John Burden, Research Associate
John’s research focuses on the challenges of evaluating the capability and generality of AI systems, with a particular emphasis on Artificial General Intelligence. He has a background in Computer Science and is in the final stages of completing his PhD from the University of York. John also holds a Master’s degree in Computer Science from Oriel College, Oxford.
Keywords: Reinforcement Learning, A(G)I Safety, Abstraction
Can you tell us about your pathway to CSER?
I completed my integrated undergraduate and master’s degree in Computer Science at the university of Oxford in 2017. From there I pursued a PhD in Computer Science at the university of York. My PhD research focused on abstraction discovery for Reinforcement Learning agents.
What is your current research focus at CSER?
At CSER I am currently working on the evaluation of AI agents. The notion of “intelligence” in “Artificial Intelligence” is generally not a well understood concept. It is likely a notion that needs to be broken down into smaller components in order to be fully understood. Two notions of particular interest are that of capability (the total amount of “problem” a system can solve) and generality (the range of tasks within the problem that a system can solve effectively). Psychometrics provides groundwork for measuring these factors over specific task domains. Another factor of note is the safety of a system -- how safe it is to deploy the system and whether it poses a danger to other entities. At present we are chiefly working on identifying possible relationships between a system’s capability, generality and safety properties.
What drew you to your research initially and what parts do you find particularly interesting?

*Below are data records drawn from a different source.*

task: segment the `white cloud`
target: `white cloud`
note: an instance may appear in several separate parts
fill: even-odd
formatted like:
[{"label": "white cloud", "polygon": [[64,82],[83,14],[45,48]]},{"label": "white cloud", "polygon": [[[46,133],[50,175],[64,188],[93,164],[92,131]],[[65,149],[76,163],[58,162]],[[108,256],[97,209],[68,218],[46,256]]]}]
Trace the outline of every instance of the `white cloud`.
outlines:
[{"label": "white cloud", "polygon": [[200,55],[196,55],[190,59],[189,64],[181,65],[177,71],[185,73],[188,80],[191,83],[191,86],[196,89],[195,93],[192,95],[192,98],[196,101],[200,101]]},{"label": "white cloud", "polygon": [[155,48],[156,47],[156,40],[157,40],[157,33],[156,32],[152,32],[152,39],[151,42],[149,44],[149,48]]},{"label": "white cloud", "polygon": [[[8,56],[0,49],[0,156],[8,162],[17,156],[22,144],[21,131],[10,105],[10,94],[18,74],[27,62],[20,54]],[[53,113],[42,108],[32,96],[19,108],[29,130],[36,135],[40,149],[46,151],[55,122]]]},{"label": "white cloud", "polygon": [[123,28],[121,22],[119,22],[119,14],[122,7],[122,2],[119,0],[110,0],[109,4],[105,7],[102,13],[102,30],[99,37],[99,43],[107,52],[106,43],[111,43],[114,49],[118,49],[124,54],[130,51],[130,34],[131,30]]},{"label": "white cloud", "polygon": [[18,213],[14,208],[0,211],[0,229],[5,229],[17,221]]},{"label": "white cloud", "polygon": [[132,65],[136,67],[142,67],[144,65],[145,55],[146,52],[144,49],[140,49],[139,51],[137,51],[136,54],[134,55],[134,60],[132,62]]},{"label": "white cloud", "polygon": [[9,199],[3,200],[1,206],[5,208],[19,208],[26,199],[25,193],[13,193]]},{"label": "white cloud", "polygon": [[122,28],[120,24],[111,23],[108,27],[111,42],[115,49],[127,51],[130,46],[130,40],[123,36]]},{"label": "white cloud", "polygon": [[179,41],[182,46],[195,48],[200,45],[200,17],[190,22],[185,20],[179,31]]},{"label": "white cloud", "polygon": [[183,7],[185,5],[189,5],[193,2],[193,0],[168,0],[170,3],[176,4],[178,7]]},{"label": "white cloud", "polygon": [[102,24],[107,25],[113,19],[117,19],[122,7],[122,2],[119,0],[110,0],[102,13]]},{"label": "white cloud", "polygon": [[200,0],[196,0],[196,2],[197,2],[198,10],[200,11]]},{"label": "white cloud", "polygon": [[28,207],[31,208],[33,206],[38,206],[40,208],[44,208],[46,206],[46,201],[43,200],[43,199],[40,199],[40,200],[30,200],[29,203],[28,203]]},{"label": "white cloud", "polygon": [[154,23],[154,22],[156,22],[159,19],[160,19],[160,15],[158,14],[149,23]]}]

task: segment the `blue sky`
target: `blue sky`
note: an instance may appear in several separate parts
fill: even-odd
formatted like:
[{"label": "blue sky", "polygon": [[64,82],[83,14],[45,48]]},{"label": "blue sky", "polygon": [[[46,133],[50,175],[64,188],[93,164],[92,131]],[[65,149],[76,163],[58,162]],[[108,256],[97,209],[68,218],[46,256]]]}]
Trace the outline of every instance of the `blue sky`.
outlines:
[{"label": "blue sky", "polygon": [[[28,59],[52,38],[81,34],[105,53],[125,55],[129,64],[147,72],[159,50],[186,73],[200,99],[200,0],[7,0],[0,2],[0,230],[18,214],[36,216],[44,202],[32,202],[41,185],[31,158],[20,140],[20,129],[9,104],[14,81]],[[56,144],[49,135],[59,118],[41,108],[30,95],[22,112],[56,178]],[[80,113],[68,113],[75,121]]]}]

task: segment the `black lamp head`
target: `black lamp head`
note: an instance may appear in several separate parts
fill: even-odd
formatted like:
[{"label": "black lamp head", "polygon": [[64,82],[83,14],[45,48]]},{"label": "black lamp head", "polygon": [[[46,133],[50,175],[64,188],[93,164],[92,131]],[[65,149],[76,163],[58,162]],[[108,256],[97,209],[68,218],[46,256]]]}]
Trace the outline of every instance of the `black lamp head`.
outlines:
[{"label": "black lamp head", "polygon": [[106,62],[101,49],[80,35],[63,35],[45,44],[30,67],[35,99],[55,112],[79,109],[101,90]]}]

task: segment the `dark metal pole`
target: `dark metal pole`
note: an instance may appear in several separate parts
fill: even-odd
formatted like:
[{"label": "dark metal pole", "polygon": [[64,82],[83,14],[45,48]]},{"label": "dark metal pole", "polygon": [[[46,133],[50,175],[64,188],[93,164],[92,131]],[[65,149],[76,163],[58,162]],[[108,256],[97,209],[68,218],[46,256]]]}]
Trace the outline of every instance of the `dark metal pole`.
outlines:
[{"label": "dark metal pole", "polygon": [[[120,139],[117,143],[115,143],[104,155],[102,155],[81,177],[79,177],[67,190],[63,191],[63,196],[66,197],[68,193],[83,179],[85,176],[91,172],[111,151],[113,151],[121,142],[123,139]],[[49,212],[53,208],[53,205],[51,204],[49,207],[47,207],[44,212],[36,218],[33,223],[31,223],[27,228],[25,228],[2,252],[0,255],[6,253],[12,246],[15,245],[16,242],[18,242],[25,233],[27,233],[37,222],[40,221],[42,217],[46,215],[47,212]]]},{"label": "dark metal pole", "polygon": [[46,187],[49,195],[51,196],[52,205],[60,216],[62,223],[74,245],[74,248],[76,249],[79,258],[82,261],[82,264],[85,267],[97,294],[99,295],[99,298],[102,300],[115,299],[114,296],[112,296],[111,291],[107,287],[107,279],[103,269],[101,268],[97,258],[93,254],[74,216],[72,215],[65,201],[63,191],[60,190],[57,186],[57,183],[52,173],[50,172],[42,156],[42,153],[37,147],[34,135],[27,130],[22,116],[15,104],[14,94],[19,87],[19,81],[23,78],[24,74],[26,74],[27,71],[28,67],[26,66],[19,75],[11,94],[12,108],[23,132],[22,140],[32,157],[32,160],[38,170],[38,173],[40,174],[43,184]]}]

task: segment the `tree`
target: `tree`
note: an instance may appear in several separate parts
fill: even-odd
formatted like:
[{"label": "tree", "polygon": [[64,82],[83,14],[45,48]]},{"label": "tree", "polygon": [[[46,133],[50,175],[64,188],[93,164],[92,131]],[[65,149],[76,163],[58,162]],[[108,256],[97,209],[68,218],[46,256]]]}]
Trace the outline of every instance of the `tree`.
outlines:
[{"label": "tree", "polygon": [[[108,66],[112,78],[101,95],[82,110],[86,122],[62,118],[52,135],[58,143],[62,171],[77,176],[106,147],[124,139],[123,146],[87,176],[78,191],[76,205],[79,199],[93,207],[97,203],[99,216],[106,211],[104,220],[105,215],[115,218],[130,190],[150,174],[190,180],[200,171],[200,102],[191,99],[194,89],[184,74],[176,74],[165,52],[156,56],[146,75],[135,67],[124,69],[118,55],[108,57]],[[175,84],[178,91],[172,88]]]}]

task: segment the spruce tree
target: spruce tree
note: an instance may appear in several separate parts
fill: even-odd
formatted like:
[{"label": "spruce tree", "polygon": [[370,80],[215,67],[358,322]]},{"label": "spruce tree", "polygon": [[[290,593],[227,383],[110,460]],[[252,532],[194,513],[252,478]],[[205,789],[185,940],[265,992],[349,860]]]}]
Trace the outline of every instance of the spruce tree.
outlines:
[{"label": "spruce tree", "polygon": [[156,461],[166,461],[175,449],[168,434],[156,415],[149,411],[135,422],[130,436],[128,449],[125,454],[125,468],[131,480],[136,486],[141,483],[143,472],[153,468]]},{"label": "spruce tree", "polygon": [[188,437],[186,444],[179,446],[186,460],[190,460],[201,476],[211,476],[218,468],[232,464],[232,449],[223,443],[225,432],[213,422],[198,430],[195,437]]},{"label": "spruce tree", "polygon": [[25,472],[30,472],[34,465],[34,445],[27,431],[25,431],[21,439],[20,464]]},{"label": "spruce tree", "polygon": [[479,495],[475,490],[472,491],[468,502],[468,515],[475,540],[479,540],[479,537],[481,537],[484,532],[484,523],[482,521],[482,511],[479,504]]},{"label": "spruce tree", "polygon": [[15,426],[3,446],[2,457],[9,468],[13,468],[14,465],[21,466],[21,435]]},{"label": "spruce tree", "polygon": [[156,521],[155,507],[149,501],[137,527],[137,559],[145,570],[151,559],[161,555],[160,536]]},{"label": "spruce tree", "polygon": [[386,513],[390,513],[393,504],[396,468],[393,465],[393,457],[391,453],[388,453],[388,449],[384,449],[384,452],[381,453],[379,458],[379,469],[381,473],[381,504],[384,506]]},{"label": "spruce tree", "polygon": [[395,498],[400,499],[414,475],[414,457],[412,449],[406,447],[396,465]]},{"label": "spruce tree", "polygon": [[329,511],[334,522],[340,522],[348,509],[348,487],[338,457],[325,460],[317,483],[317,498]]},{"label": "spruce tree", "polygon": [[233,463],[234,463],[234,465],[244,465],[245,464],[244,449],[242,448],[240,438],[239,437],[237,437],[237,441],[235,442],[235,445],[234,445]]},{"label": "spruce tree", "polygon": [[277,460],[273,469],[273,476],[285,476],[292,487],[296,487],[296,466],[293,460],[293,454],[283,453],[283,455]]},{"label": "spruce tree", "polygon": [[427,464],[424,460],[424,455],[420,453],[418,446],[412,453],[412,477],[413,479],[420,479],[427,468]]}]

Most of our current methods for measuring “intelligence” are overtly biocentric and, additionally, usually do not measure intelligence well across different species. The space of so-called “possible minds” that future machine intelligences may inhabit is so unfathomably large and alien to us as humans. Combine this with the current pace of AI research and progress, while the problem of AI safety is still unsolved, and we have that we don’t really know when an AI system may pose a large-scale or existential risk or what the system will be capable of doing.
What are your motivations for working in Existential Risk?
Homo Sapiens are, compared to any other species that we are currently aware of, special. We can propagate knowledge across generations, and this has allowed us to create society and all of its associated structures. To me, at least, this thrusts upon us a responsibility to both maximise utility and reduce suffering in society, nature and beyond. Crucially, we cannot do this if we go extinct, or if our potential as a species is irrevocably diminished.
What do you think are the key challenges that humanity is currently facing?
Humanity as a whole is largely unable to plan ahead into the long term future. This stems from our current governmental and political structures as well as our tendency as individual human agents to act self-interestedly. Our societies are seemingly layers upon layers of the prisoners’ dilemma. We often forget our duty to our fellow man and are not prepared to make the self-sacrifices that are at times needed for such large scale cooperation. This is why our global responses to existential threats such as climate change and AGI have been so lackluster despite an understanding of the required global response or allocation of funds for both policy and research.
For people who are just getting to grips with Existential Risk, do you have any recommendations for reading, people to follow or events to attend? etc.
Nick Bostrom is one of the pioneers of studying existential risk. His book “Superintelligence” lays out the dangers associated with AGI and how we can begin to think about ways to mitigate these risks. His other research papers also work to classify and identify existential risks more broadly.